Weniger Beachtung fanden jedoch jene vier Grundsätze in seinem vom "Economist" veröffentlichten Schreiben, die Sir Ivan als wichtigste zukünftige Grundtugenden dem britischen "Civil Service" mit auf den Weg geben wollte. Tugenden, die zugleich das Rückgrat für die Haltung all jener bilden sollten, die Europas politische Entscheidungsträger in den kommenden Jahren zu beraten haben werden. Diese Beratungsleistung bildet das Grundfundament für all die Weichenstellungen, die den Platz der Europäischen Union in ihrem neu zu gestaltenden Verhältnis zu den USA unter Präsident Donald Trump definieren werden.
Angesichts eines Gegenübers, das im Begriff ist, Faktizität situationselastisch neu zu definieren, Eigeninteressen unverblümt über alles stellt und offensichtlich nicht einmal an gemeinsamen Schnittmengen im Wertekanon interessiert ist, erhalten diese Empfehlungen eine ganz spezielle Ausgestaltung.
"I hope you will continue to challenge ill-founded arguments and muddled thinking and that you will never be afraid to speak the truth to those in power", schreibt Rogers. Sinngemäß übersetzt heißt das: "Ich wünsche mir, dass ihr weiterhin schlecht begründeten Argumenten und wirrem Denken entgegentretet und niemals Scheu haben werdet, jenen, die im Besitz der Macht sind, reinen Wein einzuschenken."
Europa hat genug Zeit damit verbracht, erschüttert und verwundert über den Atlantik zu starren. Auch wenn die Versuchung groß ist, in permanentes Kopfschütteln zu verfallen: Das kann kein Rezept sein, um den Europäischen Weg zu gestalten. Unser Gegenüber lässt keinen Zweifel daran, dass es zu jedem Faktum, das ihm nicht in den Kram passt, "alternative Fakten" aufzeigen und jede Tatsache erschüttern wird, um "America first!" mit Leben zu erfüllen.

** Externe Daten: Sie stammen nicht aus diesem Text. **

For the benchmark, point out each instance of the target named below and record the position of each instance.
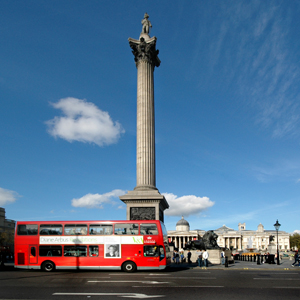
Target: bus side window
(151, 251)
(127, 229)
(150, 229)
(100, 229)
(93, 251)
(161, 253)
(32, 251)
(27, 229)
(75, 229)
(50, 250)
(51, 229)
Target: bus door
(33, 254)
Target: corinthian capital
(145, 50)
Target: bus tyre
(129, 267)
(48, 266)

Faktenbasiertes Vorgehen und klare Worte für die Machthaber
Umso wichtiger wird es sein, europäische Interessen faktenbasiert, strategisch "sine ira et studio" weiter zu verfolgen. Zur nüchternen Analyse und präzisen Widerlegung von Falschem darf es in der europäischen Politik keine Alternative geben. Blödsinn bleibt Blödsinn, und das muss den Machthabern in Europa auch klipp und klar dargestellt und kommunikationsgerecht aufbereitet werden. Dieses Maß an Verantwortung, das der Politikberatung gerade unter diesen neuen Umständen zukommt, kann gar nicht hoch genug eingeschätzt werden.
"I hope that you will support each other in those difficult moments where you have to deliver messages that are disagreeable to those who need to hear them", so Rogers weiter: "Ich wünsche mir, dass ihr einander in den schwierigen Situationen unterstützt, wenn es darum geht, denen, die es hören müssen, auch Botschaften zu übermitteln, mit denen sie nicht einverstanden sein werden."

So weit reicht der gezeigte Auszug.